But somebody had recommended an app called Timeshifter, designed to help you gradually shift your sleep patterns so that when you arrived in another part of the world, you’d be adjusted to the local time and free of jet lag. Besides, there was a free trial, so what did I have to lose?
How Does Timeshifter work?
Your body works according to its own internal clock, something called a circadian rhythm, influenced by your sleep patterns and exposure to natural light. Normally, it finds its own equilibrium with our local clocks, but when you abruptly find yourself in a new time zone, your circadian rhythm is all out of whack.
It takes a while to adjust gradually over the next few days. Larger differences in time take longer. In the meantime, this jet lag can make you feel nauseous and overly tired. It’s not fun, and it can put a damper on a vacation.
Timeshifter works by taking all the work out of determining how you should adjust your sleep schedule in the days leading up to your trip. You input your flight details, including your departure date, starting location, and destination. Then you put in when you normally go to bed, and for how long you typically sleep each night.
The app then comes up with a schedule that tells you that X number of days before you leave, you should go to bed at Y time. Then the next day, a little earlier. And so on. It builds out an entire sleep schedule for you to follow so that your body’s circadian rhythm begins adjusting before you even arrive at the airport. When you land in your destination, jet lag is minimized because you’re already adjusted to the time difference.

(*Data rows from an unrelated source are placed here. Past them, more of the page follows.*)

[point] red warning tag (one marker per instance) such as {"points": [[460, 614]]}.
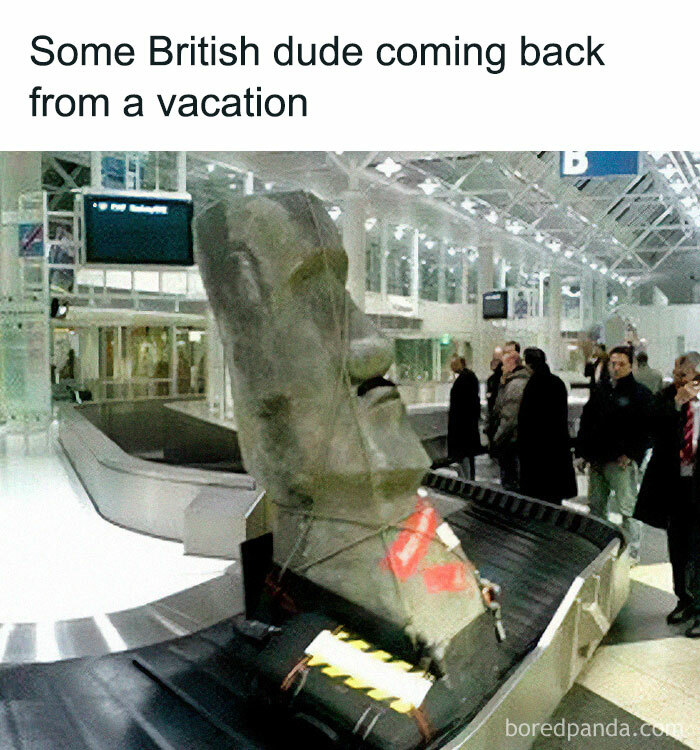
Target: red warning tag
{"points": [[412, 543], [449, 577]]}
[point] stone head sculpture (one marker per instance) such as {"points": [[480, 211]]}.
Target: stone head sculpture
{"points": [[319, 426]]}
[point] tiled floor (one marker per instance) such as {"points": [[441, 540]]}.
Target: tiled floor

Did it work? It didn’t set off any gigantic light bulb moments for me, but then again, I was waking up a decent-for-me time of 9 a.m. local time in Amsterdam, something I’d never done on past trips. No nausea, no fatigue, and no uptake in the amount of caffeine I drank each day. It just took about a week of slowly shifting my bedtime earlier and earlier each day before I left New York.
Unlike a lot of free trials for, well, everything, Timeshifter doesn’t limit you to a particular length of time before it sticks its hand out and demands pay. You get one trip to try it out. That’s a split blessing. You get one complete trip out of it, so you get the app’s full effect for the duration, not some abbreviated version.
But then you only get the one trip. If you want to see how well it does at helping you adjust when you’re making the return journey on your trip back home, you’ll have to fork over either $10 per trip or $25 for an unlimited number of trips for a year.